UBS Asset Management and Aon have launched the UBS Global Emerging Markets Equity Climate Transition Fund.
The fund will use a rules-based strategy investing in emerging market companies and will apply positive and negative tilts, when compared to a broad emerging market index, towards stocks relating to climate change and aiming to decarbonize over time in line with the IPCC’s 1.5°C scenarios. The fund invests in emerging market companies that are supporting the transition to a low-carbon economy. Aon will seed the fund with a total of GBP 190m.
The fund will also gain exposure towards companies that align with the UN Sustainable Development Goals relating to health, clean energy, decent work, responsible consumption and production, and climate action.
Joanna Sharples, CIO, Aon DC Solutions says, !Clients and members expect us to support the low-carbon economy and in an innovative, cost-efficient way. But that’s something we couldn’t previously do with our Emerging Markets exposure. Now, UBS Asset Management’s strong sustainable investing and indexing capabilities have enabled us to create another innovative product which we hope will help meet our members’ needs.”
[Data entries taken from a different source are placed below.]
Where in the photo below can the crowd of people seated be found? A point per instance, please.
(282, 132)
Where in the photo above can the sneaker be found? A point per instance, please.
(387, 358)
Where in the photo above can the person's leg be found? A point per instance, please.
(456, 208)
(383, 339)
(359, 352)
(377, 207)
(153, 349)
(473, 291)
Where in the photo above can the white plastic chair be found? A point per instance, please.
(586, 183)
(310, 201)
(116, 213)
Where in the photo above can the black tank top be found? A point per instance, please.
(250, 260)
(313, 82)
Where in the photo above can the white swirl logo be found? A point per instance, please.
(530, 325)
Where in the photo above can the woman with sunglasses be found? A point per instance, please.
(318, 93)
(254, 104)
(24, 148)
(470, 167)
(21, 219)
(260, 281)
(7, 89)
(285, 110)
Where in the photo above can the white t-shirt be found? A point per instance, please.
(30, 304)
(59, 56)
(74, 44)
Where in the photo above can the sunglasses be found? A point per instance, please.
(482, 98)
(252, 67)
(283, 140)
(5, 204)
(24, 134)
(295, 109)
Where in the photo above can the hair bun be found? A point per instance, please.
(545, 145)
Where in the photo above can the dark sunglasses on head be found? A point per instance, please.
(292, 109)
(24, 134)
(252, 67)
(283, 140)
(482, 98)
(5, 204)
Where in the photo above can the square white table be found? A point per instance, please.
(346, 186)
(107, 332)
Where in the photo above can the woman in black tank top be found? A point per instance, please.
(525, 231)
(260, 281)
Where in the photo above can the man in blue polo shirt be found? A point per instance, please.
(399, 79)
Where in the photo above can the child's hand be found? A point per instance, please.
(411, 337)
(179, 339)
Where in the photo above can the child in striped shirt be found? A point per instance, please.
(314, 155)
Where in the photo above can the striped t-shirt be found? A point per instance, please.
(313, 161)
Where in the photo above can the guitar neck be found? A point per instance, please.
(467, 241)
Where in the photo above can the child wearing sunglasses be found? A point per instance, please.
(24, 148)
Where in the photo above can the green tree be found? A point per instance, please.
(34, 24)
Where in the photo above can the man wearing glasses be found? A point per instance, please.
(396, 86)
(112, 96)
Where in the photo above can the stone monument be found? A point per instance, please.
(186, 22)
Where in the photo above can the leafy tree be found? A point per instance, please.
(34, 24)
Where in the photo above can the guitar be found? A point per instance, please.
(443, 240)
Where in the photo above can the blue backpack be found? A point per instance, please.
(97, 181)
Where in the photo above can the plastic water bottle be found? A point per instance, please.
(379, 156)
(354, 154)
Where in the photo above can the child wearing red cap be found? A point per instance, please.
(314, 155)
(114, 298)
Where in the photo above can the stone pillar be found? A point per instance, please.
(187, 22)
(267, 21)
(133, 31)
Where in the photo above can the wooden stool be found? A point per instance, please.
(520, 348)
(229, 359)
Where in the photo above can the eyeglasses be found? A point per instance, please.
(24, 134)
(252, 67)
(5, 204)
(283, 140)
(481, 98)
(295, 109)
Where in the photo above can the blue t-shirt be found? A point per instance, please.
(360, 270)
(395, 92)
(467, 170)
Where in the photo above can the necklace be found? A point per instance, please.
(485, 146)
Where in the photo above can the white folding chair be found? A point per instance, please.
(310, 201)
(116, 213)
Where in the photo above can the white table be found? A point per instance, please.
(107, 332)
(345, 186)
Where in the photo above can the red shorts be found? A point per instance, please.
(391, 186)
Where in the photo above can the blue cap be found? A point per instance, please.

Ian Ashment, Head of Portfolio Engineering and Trading, UBS AM says, “We are proud to once again collaborate with Aon to provide pension plans with the ability to mitigate climate-related investment risks in emerging markets, while also considering social aspects. The transition to a low-carbon economy is vital to reduce the risk of climate change, and this Fund brings together our proprietary Climate Aware framework and global stewardship program to collaborate with companies to work towards a lower carbon future, linking climate action with inclusive growth.”